É sabido que a negação é o primeiro dos cinco estágios de luto. O luto é um processo que não decorre apenas da morte física de um ente querido. Pode ser também o resultado do encerramento de uma etapa da vida ou de um modo de vida.
Esse é o contexto do luto que estamos atravessando, seja em decorrência das radicais alterações no nosso modo de viver e de nos relacionar com o mundo, seja pela morte de familiares, amigos e conhecidos em razão da doença.
Pois bem, voltando à questão do primeiro estágio do luto, a negação se caracteriza por não se acreditar no fato, por se sustentar que existe algum engano ou um conluio para alterar a realidade que se apresenta.
Já estamos atingindo um ano de Pandemia no Brasil e uma parcela relevante da população continua vivendo na primeira fase do luto, ou seja, não aceitando a realidade imposta pela natureza. É a fase do “Eu não acredito!”. Para o momento que estamos atravessando, são aqueles que chamam a Pandemia de “fraudemia”, ou que “ninguém morre de Covid, mas com Covid”. São também os que alegam que o mundo todo está sendo enganado por uma suposta “Nova Ordem Mundial”, que o uso de máscaras faz parte de uma experiência de controle social e de limitação do poder de manifestação ou que a vacina está inoculando doenças e que serve para diminuir a população mundial, etc.
Há também aqueles que evoluíram para a segunda fase do luto, que é a fase da raiva, da revolta pela perda, do sentir-se injustiçado. Caracteriza-se na fala daqueles que questionam: “por que comigo?”, “por que estou perdendo tanto, enquanto vejo outros perdendo menos!”, ou que esbravejam: “as medidas restritivas não são justas!” e ainda “lockdown mata mais do que a doença”. Manifesta-se também na conduta daquelas pessoas que desafiam as normas, forçando entrada em supermercados sem usar máscara, criando toda espécie de conflito com autoridades, realizando festas, etc.

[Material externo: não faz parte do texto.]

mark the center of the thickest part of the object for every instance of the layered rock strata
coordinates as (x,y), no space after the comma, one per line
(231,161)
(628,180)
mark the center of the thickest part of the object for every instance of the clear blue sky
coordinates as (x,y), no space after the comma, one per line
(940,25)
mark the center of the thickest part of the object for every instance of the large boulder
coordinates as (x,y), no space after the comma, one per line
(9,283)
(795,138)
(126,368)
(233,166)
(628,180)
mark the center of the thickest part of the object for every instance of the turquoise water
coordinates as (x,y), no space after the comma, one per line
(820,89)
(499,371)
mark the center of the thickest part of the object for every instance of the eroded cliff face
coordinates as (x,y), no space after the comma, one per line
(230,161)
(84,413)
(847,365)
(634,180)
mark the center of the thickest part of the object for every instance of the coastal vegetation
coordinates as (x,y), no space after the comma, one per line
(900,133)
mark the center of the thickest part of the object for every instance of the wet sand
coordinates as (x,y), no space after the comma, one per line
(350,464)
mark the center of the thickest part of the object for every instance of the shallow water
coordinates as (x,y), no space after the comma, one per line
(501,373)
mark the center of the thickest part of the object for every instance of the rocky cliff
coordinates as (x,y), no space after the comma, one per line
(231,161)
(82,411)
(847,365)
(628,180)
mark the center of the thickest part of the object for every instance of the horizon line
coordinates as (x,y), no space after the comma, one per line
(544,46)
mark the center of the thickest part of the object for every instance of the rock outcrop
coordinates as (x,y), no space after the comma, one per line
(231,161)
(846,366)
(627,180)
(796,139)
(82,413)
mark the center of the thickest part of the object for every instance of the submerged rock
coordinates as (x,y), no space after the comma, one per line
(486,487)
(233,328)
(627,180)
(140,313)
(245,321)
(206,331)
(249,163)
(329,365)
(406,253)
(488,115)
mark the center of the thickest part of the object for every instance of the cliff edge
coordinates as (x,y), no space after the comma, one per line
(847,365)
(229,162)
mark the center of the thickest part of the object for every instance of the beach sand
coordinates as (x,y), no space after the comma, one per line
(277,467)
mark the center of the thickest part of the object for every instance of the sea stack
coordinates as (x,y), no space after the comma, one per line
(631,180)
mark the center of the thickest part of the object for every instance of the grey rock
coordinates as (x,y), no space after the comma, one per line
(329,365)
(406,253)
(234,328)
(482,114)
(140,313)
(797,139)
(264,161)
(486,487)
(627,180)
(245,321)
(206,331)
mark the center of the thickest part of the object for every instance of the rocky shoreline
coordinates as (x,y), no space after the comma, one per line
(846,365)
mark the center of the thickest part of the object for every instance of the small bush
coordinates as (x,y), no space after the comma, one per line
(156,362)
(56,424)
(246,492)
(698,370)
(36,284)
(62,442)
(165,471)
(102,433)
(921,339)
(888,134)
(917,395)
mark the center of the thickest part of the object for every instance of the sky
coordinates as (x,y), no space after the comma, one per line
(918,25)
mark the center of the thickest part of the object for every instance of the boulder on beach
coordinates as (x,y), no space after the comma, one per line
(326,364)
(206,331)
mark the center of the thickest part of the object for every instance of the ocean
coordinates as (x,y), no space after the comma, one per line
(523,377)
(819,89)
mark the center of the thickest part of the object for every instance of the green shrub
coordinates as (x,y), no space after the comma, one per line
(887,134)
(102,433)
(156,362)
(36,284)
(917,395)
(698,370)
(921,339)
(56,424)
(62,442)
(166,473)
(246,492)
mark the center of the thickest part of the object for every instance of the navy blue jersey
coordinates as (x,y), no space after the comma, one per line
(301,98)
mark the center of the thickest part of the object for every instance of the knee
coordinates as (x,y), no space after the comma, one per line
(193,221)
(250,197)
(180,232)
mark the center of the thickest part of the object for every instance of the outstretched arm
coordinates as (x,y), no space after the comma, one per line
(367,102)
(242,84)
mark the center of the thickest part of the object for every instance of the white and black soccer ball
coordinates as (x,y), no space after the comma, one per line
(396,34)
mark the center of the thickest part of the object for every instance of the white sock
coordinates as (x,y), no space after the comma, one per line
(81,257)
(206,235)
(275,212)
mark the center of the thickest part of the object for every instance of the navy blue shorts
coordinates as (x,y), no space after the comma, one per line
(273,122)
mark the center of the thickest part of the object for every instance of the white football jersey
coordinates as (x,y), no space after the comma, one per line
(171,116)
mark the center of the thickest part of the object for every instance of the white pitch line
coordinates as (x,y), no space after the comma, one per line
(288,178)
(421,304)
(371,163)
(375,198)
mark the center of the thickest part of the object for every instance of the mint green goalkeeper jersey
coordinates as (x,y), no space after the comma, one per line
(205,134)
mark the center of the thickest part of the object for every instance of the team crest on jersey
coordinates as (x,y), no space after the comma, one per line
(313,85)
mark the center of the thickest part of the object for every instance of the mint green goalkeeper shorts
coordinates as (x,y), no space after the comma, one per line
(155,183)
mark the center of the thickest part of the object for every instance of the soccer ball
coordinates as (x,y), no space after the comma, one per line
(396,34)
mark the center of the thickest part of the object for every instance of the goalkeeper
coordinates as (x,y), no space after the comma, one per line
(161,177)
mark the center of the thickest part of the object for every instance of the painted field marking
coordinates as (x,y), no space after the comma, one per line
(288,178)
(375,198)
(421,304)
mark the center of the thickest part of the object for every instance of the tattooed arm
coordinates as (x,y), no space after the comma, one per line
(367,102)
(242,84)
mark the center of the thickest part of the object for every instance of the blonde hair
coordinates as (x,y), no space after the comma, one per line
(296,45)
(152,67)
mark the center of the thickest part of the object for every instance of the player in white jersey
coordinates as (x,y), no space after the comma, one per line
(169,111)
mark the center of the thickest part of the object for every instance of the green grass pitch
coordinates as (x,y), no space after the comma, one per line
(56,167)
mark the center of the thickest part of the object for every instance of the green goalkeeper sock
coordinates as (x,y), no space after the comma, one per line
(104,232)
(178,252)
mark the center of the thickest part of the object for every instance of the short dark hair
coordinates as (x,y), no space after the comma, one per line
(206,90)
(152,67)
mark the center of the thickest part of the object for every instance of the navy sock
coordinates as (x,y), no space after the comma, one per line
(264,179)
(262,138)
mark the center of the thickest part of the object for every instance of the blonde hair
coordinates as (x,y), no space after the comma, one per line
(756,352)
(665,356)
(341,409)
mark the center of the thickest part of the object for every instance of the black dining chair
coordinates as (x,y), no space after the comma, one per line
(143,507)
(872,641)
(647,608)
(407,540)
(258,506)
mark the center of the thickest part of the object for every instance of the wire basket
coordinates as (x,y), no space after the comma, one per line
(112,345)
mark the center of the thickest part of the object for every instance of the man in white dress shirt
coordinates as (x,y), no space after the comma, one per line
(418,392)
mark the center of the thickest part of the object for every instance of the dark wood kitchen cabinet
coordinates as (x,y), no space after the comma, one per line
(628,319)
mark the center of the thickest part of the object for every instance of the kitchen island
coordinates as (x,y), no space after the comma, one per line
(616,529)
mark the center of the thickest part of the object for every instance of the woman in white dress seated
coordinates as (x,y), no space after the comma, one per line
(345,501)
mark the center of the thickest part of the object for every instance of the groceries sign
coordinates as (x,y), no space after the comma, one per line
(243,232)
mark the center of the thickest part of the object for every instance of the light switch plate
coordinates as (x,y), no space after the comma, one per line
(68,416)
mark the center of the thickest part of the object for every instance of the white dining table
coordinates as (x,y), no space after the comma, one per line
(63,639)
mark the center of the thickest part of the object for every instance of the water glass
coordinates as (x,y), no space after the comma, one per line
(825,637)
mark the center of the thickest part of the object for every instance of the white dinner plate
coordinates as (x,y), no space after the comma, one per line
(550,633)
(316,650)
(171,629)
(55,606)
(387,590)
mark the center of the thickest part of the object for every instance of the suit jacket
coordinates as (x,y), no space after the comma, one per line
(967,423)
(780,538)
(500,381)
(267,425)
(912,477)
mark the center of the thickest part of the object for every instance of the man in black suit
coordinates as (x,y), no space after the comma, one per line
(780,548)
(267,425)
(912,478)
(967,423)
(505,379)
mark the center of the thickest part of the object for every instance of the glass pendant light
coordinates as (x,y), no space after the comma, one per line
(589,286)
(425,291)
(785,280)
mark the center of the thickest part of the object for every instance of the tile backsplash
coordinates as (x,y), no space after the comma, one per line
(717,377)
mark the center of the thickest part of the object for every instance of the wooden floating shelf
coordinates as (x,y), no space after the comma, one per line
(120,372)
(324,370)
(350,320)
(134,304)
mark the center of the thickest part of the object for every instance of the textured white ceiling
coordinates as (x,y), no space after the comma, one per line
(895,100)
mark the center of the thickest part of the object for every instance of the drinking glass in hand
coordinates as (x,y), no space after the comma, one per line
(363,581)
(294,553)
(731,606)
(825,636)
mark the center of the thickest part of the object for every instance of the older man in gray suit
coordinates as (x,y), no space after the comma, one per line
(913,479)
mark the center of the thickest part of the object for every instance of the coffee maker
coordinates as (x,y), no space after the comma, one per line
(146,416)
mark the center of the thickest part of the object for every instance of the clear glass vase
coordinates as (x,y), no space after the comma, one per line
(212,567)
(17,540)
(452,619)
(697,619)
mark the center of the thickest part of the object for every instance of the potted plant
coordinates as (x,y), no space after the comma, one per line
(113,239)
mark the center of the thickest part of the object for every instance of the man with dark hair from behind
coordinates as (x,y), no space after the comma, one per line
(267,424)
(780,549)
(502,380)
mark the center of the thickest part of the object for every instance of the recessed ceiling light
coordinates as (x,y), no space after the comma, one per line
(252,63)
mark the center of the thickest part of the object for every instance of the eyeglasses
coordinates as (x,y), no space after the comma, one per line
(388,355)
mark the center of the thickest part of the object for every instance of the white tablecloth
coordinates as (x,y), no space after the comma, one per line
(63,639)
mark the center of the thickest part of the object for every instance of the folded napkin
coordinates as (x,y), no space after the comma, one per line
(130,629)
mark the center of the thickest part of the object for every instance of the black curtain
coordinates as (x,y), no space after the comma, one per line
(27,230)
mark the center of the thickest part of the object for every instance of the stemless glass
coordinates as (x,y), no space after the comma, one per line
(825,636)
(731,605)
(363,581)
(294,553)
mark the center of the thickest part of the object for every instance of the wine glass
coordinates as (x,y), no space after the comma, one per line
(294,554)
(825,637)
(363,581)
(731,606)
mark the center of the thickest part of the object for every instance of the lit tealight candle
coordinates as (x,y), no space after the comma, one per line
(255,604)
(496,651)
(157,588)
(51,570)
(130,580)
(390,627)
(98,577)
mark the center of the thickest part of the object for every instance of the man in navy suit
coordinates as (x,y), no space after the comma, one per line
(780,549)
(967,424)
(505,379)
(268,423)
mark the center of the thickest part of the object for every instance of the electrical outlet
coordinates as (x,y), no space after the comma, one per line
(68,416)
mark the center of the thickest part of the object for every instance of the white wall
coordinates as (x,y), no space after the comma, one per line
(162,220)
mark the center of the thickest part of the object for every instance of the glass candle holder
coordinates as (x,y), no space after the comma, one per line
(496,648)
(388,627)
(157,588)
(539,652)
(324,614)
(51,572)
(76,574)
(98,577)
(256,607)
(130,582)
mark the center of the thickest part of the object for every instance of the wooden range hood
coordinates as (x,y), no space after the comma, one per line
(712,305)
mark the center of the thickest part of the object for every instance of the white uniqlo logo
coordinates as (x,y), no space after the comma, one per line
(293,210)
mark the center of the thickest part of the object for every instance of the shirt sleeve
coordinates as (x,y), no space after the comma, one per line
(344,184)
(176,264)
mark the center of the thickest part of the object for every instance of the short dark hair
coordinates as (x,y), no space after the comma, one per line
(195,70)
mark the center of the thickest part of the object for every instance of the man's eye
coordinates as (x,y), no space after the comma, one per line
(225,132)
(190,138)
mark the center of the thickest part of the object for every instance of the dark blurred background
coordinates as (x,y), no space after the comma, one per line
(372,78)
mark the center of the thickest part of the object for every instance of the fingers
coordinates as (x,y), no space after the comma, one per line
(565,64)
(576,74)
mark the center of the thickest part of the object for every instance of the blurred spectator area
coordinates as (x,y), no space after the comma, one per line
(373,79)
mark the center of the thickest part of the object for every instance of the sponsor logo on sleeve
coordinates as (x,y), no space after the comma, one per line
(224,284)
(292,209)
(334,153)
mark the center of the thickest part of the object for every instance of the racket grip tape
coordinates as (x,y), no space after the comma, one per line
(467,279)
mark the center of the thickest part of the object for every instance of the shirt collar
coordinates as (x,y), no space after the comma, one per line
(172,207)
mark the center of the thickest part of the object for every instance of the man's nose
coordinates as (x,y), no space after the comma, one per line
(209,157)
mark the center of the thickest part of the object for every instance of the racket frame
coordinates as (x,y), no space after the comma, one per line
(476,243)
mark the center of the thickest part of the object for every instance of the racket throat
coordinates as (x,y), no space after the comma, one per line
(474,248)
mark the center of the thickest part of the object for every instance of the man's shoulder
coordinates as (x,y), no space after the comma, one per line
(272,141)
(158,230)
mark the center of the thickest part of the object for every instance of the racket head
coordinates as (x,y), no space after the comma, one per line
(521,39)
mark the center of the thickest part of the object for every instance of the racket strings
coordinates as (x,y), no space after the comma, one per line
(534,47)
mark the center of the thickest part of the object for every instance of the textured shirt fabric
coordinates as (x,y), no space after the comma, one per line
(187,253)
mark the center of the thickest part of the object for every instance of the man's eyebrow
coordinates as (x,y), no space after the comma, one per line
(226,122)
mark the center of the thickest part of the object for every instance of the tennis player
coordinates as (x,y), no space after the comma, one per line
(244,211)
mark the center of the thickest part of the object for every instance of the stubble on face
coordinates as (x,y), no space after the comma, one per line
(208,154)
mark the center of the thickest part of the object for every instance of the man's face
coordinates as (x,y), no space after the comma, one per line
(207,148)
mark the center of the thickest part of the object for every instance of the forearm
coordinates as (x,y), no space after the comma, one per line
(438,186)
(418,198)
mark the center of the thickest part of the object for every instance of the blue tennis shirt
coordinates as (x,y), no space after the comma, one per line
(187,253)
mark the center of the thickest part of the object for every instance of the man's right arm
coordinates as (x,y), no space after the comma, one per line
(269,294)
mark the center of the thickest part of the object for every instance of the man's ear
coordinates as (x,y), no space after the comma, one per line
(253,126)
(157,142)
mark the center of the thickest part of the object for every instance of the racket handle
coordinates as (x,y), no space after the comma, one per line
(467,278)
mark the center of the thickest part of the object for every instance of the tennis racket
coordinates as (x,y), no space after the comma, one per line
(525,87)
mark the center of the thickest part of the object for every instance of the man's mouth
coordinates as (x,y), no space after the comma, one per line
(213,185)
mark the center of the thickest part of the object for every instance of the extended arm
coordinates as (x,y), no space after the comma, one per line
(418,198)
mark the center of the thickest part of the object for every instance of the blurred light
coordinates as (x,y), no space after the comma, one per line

A terceira fase do luto é a da barganha ou negociação, que é justamente quando as pessoas mais religiosas, fazem promessas ao deus do seu culto ou a santos e outras divindades, oram por milagres, desejam estar mais presentes na Igreja para receber algum favor ou retribuição divina, etc. Para algumas pessoas, principalmente de pouco vínculo religioso, esta fase pode não aparecer.
No caso concreto desta Pandemia, a fase da barganha ou negociação também está sendo observada nas relações entre o setor público e o setor privado, nas flexibilizações das normas sanitárias, nas concessões feitas, muitas vezes, em desfavor do que o bom senso e a ciência apontam.
A quarta fase do luto se caracteriza pela depressão, ou seja, um efeito rebote pós-raiva. É quando se nota que a raiva não resolverá o problema e então, vem o choro, o isolamento, a paralisação, a vontade de desistir de tudo, a introspecção, que muitas vezes pode não ser percebida aos olhos de terceiros. É uma fase discreta, talvez a mais discreta do processo de luto.
Essa quarta fase é importante, pois é a partir dela que se inicial o processo de aceitação da realidade.
Por fim, a quinta e última fase do luto é a da aceitação. É o florescimento da disposição de vivenciar essa nova fase, de entender como deverá se adaptar e passar a lidar com as mudanças trazidas.
Observo que ninguém é inferior por não estar superando as fases do luto. Cada um tem o seu tempo e o seu modo de assimilação.
O problema é que a primeira fase do luto (negação), que ainda envolve boa parcela da população, traz consigo riscos concretos de exposição ao vírus, de transmissão a terceiros e de não aceitação das medidas necessárias ao convívio social. Por essa razão, parece adequada a busca por psicoterapia e soluções de auxílio que facilitem a evolução nas fases do luto, até o momento da aceitação de que vivemos uma nova etapa da existência e de modelo das relações econômicas e sociais.